Y entonces Morgan Toth se abrió paso a codazos entre la aglomeración de científicos. No iba a perderse aquello. Allí, en la televisión, estaba la fotografía que había sido centro de atención durante algún tiempo. La historia había saltado a los medios siete años atrás y había permanecido sin resolver hasta perderse finalmente en el triste territorio de los casos archivados; a Morgan le habían entrado ganas de golpearse la cabeza contra la pared por no haber sumado dos y dos cuando conoció a Eliza Jones. Pero ¿cómo podía haberla relacionado con la niña de aquella fotografía? Era una imagen horrible. Tenía la mirada baja y salía algo desenfocada y, de todas maneras, la habían dado por muerta. Todos lo habían hecho.

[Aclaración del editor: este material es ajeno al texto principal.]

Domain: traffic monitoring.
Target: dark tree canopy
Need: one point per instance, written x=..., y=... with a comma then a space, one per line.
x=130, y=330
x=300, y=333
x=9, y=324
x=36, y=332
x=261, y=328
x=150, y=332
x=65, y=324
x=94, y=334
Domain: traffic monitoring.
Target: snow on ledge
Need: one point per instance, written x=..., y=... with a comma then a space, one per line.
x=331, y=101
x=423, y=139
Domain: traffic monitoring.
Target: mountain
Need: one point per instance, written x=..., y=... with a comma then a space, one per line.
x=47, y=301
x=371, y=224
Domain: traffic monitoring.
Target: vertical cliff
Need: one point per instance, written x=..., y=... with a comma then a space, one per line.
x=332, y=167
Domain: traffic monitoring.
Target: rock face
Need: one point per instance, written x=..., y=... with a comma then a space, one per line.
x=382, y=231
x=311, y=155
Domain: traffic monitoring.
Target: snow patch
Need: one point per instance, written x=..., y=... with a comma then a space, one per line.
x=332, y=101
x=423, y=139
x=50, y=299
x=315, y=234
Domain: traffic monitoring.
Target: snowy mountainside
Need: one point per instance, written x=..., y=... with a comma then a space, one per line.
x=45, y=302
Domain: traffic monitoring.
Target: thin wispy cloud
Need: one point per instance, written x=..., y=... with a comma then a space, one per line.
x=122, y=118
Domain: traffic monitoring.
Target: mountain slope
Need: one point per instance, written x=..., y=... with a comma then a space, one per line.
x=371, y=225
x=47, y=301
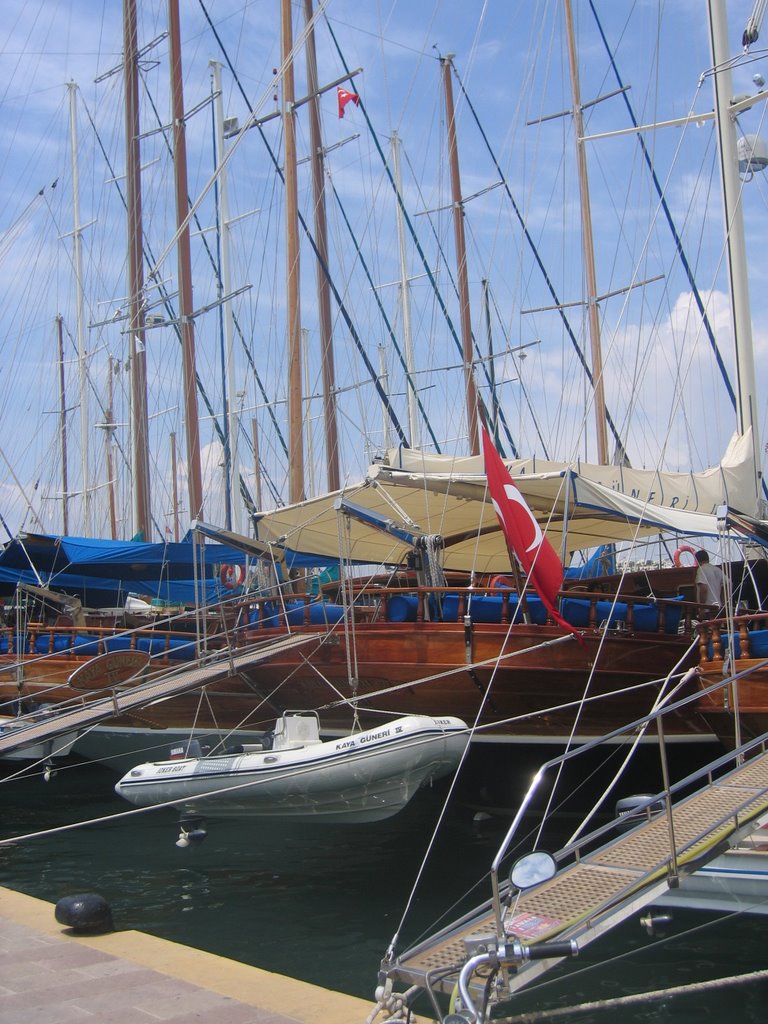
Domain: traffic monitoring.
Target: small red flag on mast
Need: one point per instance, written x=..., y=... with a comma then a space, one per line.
x=346, y=97
x=522, y=532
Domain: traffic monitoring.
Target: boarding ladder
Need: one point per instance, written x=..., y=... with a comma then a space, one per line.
x=132, y=694
x=601, y=880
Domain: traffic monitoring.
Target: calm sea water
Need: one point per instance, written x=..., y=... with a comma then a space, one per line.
x=322, y=902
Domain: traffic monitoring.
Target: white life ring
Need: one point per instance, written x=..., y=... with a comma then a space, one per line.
x=677, y=557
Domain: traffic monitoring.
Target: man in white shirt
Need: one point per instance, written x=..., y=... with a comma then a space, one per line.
x=709, y=584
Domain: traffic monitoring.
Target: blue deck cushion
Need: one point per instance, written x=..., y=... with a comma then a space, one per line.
x=321, y=613
x=673, y=613
x=402, y=608
x=759, y=643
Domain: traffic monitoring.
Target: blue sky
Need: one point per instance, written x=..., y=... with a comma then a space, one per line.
x=664, y=389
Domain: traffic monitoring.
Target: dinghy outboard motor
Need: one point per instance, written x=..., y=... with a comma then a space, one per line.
x=192, y=832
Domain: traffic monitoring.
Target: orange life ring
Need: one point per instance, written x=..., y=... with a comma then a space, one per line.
x=232, y=577
x=677, y=557
x=501, y=581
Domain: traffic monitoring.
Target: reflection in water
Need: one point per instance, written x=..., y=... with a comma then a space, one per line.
x=323, y=902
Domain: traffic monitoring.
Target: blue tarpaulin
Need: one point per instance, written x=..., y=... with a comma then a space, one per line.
x=102, y=572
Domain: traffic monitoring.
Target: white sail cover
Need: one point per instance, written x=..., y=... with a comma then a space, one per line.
x=579, y=507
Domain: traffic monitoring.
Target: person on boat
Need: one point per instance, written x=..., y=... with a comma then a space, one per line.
x=710, y=585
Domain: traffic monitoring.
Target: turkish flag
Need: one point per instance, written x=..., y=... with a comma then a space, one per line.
x=346, y=97
x=522, y=532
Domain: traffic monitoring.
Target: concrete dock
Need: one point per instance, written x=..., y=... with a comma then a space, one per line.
x=48, y=975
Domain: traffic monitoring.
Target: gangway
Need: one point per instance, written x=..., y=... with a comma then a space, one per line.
x=29, y=730
x=600, y=880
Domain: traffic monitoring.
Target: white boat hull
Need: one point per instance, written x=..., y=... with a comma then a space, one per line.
x=364, y=777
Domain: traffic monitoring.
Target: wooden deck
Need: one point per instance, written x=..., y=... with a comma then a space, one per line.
x=601, y=888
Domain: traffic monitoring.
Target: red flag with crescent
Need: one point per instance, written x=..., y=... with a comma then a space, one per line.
x=346, y=97
x=521, y=530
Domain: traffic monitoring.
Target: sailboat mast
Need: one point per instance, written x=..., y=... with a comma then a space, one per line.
x=587, y=244
x=139, y=421
x=232, y=419
x=185, y=307
x=408, y=338
x=80, y=311
x=110, y=458
x=62, y=428
x=461, y=259
x=748, y=412
x=293, y=311
x=321, y=241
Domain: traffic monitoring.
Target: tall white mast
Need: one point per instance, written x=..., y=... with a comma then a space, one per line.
x=232, y=418
x=588, y=246
x=80, y=311
x=748, y=413
x=408, y=339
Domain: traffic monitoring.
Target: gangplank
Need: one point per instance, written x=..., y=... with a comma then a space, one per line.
x=600, y=880
x=130, y=695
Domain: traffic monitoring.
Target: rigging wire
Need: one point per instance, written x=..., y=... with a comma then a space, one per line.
x=305, y=227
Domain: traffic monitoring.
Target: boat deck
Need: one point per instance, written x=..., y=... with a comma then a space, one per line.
x=603, y=887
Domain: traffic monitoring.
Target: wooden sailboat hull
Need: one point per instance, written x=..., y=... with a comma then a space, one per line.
x=532, y=693
x=747, y=698
x=523, y=682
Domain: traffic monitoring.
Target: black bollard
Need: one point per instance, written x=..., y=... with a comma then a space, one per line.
x=87, y=913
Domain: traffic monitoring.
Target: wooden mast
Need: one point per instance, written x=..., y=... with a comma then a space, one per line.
x=139, y=421
x=461, y=259
x=62, y=428
x=110, y=458
x=588, y=245
x=321, y=241
x=185, y=308
x=748, y=409
x=293, y=308
x=77, y=262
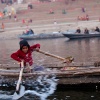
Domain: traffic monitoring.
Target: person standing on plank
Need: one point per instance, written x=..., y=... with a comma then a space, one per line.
x=25, y=54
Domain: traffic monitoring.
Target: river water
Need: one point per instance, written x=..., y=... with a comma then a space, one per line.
x=83, y=50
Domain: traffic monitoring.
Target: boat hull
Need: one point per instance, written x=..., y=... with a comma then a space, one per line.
x=41, y=36
x=80, y=36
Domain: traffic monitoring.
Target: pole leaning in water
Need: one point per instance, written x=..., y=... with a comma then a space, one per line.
x=20, y=77
x=68, y=59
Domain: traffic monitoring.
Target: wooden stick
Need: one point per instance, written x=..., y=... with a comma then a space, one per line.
x=52, y=55
x=20, y=77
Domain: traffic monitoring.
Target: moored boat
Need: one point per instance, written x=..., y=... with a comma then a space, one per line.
x=41, y=36
x=74, y=35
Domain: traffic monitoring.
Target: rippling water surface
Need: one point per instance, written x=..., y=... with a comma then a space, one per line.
x=83, y=50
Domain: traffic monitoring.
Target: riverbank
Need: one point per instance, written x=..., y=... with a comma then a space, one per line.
x=13, y=32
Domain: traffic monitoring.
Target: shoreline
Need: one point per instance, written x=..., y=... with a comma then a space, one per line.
x=12, y=33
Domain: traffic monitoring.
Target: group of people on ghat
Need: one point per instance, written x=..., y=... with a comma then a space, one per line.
x=86, y=31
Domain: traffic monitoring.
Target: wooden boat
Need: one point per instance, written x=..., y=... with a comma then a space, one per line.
x=73, y=35
x=66, y=74
x=41, y=36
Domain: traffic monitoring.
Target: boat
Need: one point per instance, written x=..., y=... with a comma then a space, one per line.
x=73, y=35
x=67, y=75
x=41, y=36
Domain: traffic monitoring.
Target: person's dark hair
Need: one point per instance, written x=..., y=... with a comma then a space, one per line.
x=23, y=43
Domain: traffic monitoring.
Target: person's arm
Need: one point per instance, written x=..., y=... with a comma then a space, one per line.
x=35, y=47
x=15, y=56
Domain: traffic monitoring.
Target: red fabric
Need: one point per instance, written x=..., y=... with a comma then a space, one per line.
x=27, y=57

El titular lo resumía todo: NIÑA PROFETA DESAPARECIDA, SUPUESTAMENTE ASESINADA POR UNA SECTA.

Eliza Jones, profeta. El primer pensamiento de Morgan —bueno, su primer pensamiento coherente después de que la impactante sorpresa hubiera dejado paso a la primera de numerosas oleadas de júbilo— había sido imprimirle unas tarjetas de visita y dejarlas en algún lugar donde ella pudiera encontrarlas. Eliza Jones, profeta. Y, por supuesto, no obviaría la mejor parte. Oh, cielos. La cuestión que elevaba aquella historia a la categoría especial de Ciudad de Locos. No, de verdad. Era la mansión sobre la colina que miraba hacia Ciudad de Locos. Era del tipo «mi locura puede darle una paliza a tu locura». Con los ojos vendados. Con una mano atada a la espalda.

O un ala.

Oh, dios. De hecho, Morgan se había caído de la silla de tanto reír. El dolor del codo le servía de recordatorio. ¿Y la fascinante secta familiar de Eliza Jones? No eran «elegidos» comunes y corrientes, ellos no. ¿Cuál era su espectacular diferencia?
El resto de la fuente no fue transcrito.